4. El sistema de aerosolización de acuerdo con cualquiera de las reivindicaciones anteriores, en donde:
el al menos un deflector (622, 626) comprende un primer deflector (622) que define una primera vía respiratoria y un segundo deflector (626) que define una segunda vía respiratoria (624).
5. El sistema de aerosolización de la reivindicación 4, en donde:
la primera vía respiratoria se proporciona en un extremo lateral del primer deflector (622);
la segunda vía respiratoria se proporciona más allá de un borde distal del segundo deflector (626); y
el extremo lateral y el borde distal se extienden en diferentes direcciones de modo que el flujo respiratorio se mueve en múltiples direcciones para pasar el primer deflector (622) y el segundo deflector (626).
6. El sistema de aerosolización de acuerdo con cualquiera de las reivindicaciones anteriores, en donde:
el dispositivo de aerosolización comprende además un conducto que está configurado para entregar el volumen de medicamento líquido desde el depósito al generador de aerosol (112, 612).
7. El sistema de aerosolización de la reivindicación 6, en donde:
una punta más distal del conducto tiene un diámetro; y
la punta más distal del conducto está colocada a una distancia de la malla que es menor o igual al diámetro.
8. El sistema de aerosolización de acuerdo con cualquiera de las reivindicaciones anteriores, en donde:
la sincronización de la aerosolización del volumen de medicamento comprende aerosolizar una porción del volumen de medicamento dentro de al menos una porción de un primer 50 %-80 % de cada una de un número sucesivo de inhalaciones de modo que se proporcione aire de arrastre dentro de al menos una porción del 20 % final de cada una del número sucesivo de inhalaciones.
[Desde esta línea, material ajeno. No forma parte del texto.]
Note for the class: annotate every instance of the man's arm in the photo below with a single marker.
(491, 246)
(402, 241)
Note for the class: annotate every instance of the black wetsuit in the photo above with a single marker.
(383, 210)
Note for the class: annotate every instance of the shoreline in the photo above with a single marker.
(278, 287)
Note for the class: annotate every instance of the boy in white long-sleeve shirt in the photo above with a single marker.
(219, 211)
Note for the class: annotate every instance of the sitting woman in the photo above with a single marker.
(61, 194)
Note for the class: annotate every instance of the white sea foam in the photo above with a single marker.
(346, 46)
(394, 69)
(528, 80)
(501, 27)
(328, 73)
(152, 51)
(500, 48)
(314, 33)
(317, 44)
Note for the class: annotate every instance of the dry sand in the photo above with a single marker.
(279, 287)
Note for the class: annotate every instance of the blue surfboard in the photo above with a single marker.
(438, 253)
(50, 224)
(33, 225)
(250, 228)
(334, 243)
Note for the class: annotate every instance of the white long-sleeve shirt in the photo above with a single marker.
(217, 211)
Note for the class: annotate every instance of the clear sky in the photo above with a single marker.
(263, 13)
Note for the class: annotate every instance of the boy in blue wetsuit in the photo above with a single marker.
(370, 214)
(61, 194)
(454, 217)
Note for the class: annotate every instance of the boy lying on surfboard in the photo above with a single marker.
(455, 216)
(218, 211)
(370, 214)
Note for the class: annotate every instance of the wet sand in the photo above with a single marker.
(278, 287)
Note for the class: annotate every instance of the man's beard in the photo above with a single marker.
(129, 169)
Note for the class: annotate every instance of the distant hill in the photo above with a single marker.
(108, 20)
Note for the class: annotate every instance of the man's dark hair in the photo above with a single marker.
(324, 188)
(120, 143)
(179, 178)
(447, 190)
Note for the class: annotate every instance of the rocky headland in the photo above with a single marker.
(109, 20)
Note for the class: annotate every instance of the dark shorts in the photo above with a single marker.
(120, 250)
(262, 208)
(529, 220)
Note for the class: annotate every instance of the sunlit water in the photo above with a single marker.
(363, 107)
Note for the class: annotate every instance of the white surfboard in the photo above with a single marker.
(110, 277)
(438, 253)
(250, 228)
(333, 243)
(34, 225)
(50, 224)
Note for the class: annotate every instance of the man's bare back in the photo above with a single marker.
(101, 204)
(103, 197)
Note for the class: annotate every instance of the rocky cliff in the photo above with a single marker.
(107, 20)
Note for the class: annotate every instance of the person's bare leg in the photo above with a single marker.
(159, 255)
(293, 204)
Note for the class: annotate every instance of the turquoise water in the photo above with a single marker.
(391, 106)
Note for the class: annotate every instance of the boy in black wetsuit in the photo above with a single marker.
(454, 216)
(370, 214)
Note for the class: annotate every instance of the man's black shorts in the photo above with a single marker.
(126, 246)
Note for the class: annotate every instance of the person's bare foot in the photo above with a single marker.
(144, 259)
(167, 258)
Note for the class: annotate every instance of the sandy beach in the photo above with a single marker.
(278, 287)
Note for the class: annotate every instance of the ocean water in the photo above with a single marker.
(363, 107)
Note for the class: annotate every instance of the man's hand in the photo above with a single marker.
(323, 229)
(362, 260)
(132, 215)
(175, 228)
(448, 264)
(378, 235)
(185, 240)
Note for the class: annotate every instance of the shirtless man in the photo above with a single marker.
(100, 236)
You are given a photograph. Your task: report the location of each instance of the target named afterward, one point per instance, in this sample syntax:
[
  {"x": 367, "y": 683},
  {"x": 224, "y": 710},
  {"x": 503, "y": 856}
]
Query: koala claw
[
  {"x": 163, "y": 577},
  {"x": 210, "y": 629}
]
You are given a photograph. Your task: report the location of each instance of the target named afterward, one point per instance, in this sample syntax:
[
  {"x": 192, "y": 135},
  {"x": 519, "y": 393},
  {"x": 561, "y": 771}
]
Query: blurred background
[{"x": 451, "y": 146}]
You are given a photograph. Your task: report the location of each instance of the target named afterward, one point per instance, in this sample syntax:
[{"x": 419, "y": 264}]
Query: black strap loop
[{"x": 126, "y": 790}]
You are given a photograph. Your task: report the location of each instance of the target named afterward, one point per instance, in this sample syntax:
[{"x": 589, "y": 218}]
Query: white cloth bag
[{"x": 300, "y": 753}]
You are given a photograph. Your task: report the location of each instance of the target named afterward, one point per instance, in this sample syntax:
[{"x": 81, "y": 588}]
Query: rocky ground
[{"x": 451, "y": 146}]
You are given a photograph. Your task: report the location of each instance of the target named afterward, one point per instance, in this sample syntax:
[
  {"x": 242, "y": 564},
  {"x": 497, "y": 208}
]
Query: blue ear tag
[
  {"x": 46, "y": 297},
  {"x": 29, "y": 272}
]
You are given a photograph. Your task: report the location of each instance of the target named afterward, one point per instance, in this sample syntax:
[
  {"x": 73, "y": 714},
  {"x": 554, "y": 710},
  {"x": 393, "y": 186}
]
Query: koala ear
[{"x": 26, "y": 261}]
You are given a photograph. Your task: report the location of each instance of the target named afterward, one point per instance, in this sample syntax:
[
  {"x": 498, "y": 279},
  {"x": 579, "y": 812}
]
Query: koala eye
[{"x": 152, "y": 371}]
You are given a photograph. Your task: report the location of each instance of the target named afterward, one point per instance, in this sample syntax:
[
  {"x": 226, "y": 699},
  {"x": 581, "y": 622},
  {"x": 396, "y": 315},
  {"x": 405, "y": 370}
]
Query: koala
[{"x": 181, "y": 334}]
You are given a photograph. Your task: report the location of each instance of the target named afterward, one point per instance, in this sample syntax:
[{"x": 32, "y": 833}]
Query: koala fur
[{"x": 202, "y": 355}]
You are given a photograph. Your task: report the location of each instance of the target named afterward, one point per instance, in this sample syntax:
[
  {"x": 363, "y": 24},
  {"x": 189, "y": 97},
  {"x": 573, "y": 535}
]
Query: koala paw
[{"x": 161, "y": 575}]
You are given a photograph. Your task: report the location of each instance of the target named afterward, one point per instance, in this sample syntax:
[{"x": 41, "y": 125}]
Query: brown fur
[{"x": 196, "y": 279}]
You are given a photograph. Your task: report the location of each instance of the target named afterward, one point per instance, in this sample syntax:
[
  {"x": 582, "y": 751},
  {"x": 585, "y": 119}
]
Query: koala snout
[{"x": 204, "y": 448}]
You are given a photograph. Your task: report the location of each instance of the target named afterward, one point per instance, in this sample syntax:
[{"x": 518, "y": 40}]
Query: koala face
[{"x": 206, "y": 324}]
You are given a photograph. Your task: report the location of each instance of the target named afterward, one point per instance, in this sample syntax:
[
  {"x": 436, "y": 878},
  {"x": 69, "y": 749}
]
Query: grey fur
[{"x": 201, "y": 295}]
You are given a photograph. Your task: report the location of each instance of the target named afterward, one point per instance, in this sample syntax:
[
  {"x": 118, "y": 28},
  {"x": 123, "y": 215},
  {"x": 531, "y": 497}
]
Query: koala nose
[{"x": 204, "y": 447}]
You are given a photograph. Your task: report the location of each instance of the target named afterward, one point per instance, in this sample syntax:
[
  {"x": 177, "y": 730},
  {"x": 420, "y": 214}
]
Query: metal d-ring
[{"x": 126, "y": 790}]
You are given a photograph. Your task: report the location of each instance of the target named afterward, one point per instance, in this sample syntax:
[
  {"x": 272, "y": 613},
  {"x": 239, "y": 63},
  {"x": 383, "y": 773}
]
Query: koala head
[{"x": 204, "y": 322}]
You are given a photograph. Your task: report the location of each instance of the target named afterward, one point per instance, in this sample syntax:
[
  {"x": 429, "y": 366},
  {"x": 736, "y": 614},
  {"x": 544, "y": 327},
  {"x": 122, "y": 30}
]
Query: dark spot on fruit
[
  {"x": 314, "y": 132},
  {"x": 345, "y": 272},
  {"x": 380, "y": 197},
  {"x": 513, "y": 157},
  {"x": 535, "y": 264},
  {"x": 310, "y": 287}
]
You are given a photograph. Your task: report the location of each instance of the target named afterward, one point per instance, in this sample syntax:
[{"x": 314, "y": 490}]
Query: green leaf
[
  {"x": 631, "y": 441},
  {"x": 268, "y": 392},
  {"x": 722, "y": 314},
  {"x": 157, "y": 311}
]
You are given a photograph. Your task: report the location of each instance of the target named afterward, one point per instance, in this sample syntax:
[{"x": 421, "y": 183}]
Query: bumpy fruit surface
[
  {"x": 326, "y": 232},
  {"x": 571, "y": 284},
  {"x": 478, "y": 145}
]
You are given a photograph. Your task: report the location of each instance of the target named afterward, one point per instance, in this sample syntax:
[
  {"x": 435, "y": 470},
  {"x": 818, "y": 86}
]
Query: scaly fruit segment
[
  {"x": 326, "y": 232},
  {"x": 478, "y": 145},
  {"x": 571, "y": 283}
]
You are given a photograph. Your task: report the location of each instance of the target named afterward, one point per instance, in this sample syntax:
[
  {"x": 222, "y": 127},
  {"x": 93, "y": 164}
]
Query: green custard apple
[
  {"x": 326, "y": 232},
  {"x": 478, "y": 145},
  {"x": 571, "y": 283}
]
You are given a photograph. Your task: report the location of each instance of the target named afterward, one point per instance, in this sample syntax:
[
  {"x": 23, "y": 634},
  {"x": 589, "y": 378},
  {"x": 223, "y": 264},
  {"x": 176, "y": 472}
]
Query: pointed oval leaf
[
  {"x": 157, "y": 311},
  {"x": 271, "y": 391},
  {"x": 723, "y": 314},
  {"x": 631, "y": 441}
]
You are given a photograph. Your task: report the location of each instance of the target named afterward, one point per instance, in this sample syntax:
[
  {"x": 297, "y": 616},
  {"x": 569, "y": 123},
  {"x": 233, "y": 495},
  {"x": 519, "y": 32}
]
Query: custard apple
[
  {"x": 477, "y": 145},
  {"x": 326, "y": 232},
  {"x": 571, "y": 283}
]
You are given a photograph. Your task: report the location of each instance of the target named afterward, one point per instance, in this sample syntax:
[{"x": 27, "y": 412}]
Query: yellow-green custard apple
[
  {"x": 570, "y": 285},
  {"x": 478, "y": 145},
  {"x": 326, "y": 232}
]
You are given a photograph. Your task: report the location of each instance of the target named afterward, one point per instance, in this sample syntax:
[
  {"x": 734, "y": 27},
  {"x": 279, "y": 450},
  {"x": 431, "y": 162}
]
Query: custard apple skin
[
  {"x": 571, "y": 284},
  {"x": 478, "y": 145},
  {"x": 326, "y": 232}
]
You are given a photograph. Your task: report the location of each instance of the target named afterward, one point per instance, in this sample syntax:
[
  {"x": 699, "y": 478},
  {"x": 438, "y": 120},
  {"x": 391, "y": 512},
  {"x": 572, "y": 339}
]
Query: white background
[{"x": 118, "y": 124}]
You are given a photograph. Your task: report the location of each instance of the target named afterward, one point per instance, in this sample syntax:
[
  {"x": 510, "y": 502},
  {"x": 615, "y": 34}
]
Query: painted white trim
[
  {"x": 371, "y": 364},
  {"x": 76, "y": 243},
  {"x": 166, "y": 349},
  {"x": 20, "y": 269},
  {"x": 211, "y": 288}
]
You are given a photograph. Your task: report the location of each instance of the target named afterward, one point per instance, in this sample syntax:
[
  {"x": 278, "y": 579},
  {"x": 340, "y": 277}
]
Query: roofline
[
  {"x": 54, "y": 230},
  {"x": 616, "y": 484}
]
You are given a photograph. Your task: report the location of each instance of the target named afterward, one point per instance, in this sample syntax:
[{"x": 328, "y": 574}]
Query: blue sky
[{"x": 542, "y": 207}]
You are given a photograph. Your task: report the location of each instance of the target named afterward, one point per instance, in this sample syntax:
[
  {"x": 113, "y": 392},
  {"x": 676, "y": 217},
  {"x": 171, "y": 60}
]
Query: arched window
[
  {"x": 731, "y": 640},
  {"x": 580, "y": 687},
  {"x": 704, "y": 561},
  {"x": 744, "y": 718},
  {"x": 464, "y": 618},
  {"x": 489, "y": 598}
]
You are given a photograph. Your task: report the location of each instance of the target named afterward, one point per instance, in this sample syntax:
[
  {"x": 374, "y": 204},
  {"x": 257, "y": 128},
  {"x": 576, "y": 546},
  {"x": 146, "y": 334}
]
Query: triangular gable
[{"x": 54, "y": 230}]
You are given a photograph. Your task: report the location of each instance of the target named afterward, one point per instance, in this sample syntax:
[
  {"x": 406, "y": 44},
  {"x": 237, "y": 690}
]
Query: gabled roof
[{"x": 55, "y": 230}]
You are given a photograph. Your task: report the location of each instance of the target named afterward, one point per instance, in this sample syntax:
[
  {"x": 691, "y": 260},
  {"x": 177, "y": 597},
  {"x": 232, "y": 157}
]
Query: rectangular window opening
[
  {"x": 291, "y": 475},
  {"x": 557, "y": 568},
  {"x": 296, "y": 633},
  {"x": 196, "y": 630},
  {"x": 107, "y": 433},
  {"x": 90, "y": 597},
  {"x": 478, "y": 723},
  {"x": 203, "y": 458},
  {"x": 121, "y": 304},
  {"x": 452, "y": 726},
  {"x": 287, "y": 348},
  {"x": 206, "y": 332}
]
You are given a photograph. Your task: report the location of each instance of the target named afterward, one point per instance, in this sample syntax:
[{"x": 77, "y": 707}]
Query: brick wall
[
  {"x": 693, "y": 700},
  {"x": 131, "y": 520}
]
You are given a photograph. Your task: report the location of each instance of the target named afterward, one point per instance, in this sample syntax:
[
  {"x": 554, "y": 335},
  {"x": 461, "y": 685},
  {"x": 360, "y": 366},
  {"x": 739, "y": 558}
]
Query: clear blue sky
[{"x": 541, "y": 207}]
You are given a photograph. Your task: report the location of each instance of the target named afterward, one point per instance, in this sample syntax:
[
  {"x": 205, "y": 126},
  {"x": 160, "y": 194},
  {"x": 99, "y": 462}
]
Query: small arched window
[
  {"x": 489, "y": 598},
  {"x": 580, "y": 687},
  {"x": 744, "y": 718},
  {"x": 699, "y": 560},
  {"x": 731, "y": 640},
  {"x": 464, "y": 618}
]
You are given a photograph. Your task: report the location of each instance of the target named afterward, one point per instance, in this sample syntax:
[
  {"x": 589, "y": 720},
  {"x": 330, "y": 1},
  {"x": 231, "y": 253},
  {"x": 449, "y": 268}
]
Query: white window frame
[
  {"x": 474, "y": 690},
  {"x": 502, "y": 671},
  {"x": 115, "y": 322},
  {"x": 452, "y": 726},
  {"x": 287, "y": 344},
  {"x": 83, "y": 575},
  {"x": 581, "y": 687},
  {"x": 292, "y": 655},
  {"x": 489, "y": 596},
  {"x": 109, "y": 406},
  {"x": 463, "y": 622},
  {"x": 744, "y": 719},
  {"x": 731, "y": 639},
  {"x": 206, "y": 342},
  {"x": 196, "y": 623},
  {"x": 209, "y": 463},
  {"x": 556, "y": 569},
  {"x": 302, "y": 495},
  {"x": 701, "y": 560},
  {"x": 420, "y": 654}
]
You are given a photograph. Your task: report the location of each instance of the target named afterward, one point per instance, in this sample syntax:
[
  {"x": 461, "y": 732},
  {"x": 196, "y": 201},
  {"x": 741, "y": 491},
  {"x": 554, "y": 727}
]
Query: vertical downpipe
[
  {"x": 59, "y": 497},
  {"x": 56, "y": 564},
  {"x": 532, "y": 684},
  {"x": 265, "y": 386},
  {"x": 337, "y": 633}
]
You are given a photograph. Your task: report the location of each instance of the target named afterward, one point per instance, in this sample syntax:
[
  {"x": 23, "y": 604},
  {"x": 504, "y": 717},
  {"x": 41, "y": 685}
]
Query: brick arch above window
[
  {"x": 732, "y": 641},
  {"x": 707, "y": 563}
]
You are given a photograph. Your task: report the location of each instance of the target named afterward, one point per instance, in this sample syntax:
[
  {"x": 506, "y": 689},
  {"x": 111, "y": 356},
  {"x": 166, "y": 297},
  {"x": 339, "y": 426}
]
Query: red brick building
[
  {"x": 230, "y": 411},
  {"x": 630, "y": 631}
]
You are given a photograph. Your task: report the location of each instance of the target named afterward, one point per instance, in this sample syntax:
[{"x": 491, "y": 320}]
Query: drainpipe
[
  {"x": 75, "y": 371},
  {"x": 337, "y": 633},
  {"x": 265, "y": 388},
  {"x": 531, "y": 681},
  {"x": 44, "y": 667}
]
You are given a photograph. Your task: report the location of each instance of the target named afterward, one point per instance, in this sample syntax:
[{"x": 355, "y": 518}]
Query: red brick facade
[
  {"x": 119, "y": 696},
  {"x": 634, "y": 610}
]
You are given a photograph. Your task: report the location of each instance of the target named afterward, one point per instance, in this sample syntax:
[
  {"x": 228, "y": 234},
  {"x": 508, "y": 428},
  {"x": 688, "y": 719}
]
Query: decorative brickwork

9. El sistema de aerosolización de acuerdo con cualquiera de las reivindicaciones anteriores, en donde:
el al menos sensor de respiración (1708) comprende una cápsula de sensor de respiración (1600) interconectada con el abdomen del paciente.
10. El sistema de aerosolización de acuerdo con cualquiera de las reivindicaciones anteriores, en donde:
el controlador (812) es extraíble del dispositivo de aerosolización (100).
11. El sistema de aerosolización de acuerdo con cualquiera de las reivindicaciones anteriores, en donde:
el dispositivo de aerosolización (100) es configurado para aerosolizar y administrar partículas en aerosol del medicamento mientras la interfaz del paciente está orientada en cada una de una posición hacia abajo, una posición hacía el lado y una posición hacia arriba.
12. El sistema de aerosolización de acuerdo con cualquiera de las reivindicaciones anteriores, que comprende además:
una línea de alimentación (806) que está configurada para suministrar el volumen del medicamento desde una fuente al depósito.
13. El sistema de aerosolización de acuerdo con cualquiera de las reivindicaciones anteriores, en donde:
la interfaz del paciente comprende gafas nasales (5560) o una máscara nasal.
14. El sistema de aerosolización de acuerdo con cualquiera de las reivindicaciones anteriores, en donde:
el medicamento comprende un tensioactivo.